Health data is the most intimate information most people hold. It speaks to vulnerability: visits to specialists, diagnoses, treatments, fears about the future. Yet for decades, that data has lived in fragmented silos, locked behind multiple hospital portals, rarely aggregated, almost never working in a patient's favor. But the fragmentation problem is not the real crisis. The real crisis is that under current law, third-party apps can legally sell your medical records to insurance companies and employers, and most people have no idea it's happening.

In this episode of Lead with AI with Dr. Tamara Nall, Stephen Rouse, co-founder and head of growth at Savva AI, spent years frustrated by that reality. He'd query ChatGPT and WebMD about his own symptoms, get generic answers divorced from context, and wonder why AI couldn't do better. About two years ago, with his co-founder Amit Shah, he decided to build something different: an app that aggregates medical records from all your different providers, keeps that data entirely on your phone, and never monetizes it.

 Why Generic Answers Aren't Enough   

Rouse has lived the fragmented health data experience firsthand. By his mid-30s, he had medical records spread across five or six different portals: University of Utah MyChart, UCSF MyChart, Stanford MyChart, and others accumulated over a lifetime of moving across the country. Each system required logging in separately. Each held pieces of his story, but no system held the whole story.

When he asked ChatGPT why he had a headache, the AI came back with possibilities ranging from brain cancer to nothing useful. Generic guesses disconnected from his actual medical history, wearable data, or the patterns that might have made the answer meaningful. "Why do I have a headache?" he asked. "Oh, you might have brain cancer. Well, you know, I might be hung over too." The gap between generic answers and personalized ones felt like an obvious place to build.

Health data is the most intimate information most people hold. Yet it lives in fragmented silos, locked behind multiple hospital portals, and often monetized without consent. The real crisis isn't fragmentation—it's that under current law, third-party apps can legally sell your medical records to insurance companies and employers.
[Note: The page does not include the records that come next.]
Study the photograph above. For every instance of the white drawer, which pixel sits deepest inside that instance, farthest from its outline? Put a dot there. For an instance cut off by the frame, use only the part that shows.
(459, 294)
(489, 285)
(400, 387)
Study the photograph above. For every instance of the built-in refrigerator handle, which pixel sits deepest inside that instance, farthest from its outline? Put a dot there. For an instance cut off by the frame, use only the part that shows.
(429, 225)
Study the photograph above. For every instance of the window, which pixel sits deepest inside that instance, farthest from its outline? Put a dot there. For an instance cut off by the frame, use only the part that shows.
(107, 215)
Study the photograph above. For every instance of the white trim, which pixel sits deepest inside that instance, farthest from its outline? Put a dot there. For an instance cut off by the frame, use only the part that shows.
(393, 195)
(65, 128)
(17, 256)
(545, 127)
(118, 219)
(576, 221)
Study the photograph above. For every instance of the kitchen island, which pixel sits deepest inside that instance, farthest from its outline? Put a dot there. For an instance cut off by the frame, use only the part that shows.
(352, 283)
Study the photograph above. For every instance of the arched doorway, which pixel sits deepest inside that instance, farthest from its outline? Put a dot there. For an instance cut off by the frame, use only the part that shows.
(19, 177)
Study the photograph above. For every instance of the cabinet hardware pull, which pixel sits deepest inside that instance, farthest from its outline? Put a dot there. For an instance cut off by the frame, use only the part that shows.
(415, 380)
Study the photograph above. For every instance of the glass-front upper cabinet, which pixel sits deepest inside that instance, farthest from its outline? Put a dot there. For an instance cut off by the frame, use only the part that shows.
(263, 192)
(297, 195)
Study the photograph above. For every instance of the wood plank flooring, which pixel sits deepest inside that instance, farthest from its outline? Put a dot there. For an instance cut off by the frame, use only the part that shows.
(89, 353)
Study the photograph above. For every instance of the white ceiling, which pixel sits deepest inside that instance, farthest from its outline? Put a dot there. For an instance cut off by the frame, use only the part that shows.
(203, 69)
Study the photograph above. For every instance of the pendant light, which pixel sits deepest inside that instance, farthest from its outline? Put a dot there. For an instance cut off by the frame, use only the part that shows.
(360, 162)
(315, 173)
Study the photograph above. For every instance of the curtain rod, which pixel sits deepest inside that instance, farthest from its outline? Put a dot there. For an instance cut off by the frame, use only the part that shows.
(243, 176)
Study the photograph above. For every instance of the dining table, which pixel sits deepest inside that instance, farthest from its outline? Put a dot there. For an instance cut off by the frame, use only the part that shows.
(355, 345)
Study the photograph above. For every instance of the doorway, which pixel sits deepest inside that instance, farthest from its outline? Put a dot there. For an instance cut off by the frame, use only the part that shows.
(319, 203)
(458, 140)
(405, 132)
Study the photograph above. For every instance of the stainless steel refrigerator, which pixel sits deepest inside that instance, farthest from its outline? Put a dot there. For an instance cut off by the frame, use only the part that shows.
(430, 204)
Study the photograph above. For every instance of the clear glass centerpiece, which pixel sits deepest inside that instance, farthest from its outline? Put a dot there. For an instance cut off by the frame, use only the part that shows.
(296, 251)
Stephen Rouse, co-founder of Savva AI, spent years querying ChatGPT and WebMD about his own symptoms, getting generic answers disconnected from his actual health history. Two years ago, with co-founder Amit Shah, he built something different: an app that aggregates all your medical records, keeps them on your phone, and never monetizes them.

The Hidden Loophole  

The 21st Century ONC Cures Act, finalized in 2022, allows consumers to access health records through third parties. That's good. But the law contains a critical gap: third-party apps do not need to be HIPAA compliant. They can sell your data to insurers and employers.

The stakes are concrete. If an insurance company learns from your fitness app that you log excessive alcohol and food, they can raise your premium. If they detect pre-diabetes before you do, they might deny coverage. The 23andMe bankruptcy showed what happens when health data gets brokered in court. Rouse built Savva differently.

Privacy Built In, Not Bolted On  

Savva's approach is radical: don't collect the data. When you download medical records or upload information, nothing reaches Savva's servers. Nothing lives in the cloud. The app runs entirely on your phone.

Savva uses the FHIR standard (a federal healthcare API) and built direct connections to 314,000 EHR sites across the country. Search by city or doctor, authenticate in your provider's portal within the app, and your records pull locally. Same with wearables—data stays on-device.

If you choose cloud-based AI like ChatGPT or Gemini, Savva encrypts your data in transit and at rest. The AI provider never sees who you are.

The Story That Changed Everything  

Stephen connected all his medical records and rediscovered something he'd completely forgotten. In college, an emergency room visit in Long Beach. Fifteen years later, the app surfaced a varsacel diagnosis from 2011. Suddenly, he had the full context. Visit notes. The ability to ask questions rooted in his actual history.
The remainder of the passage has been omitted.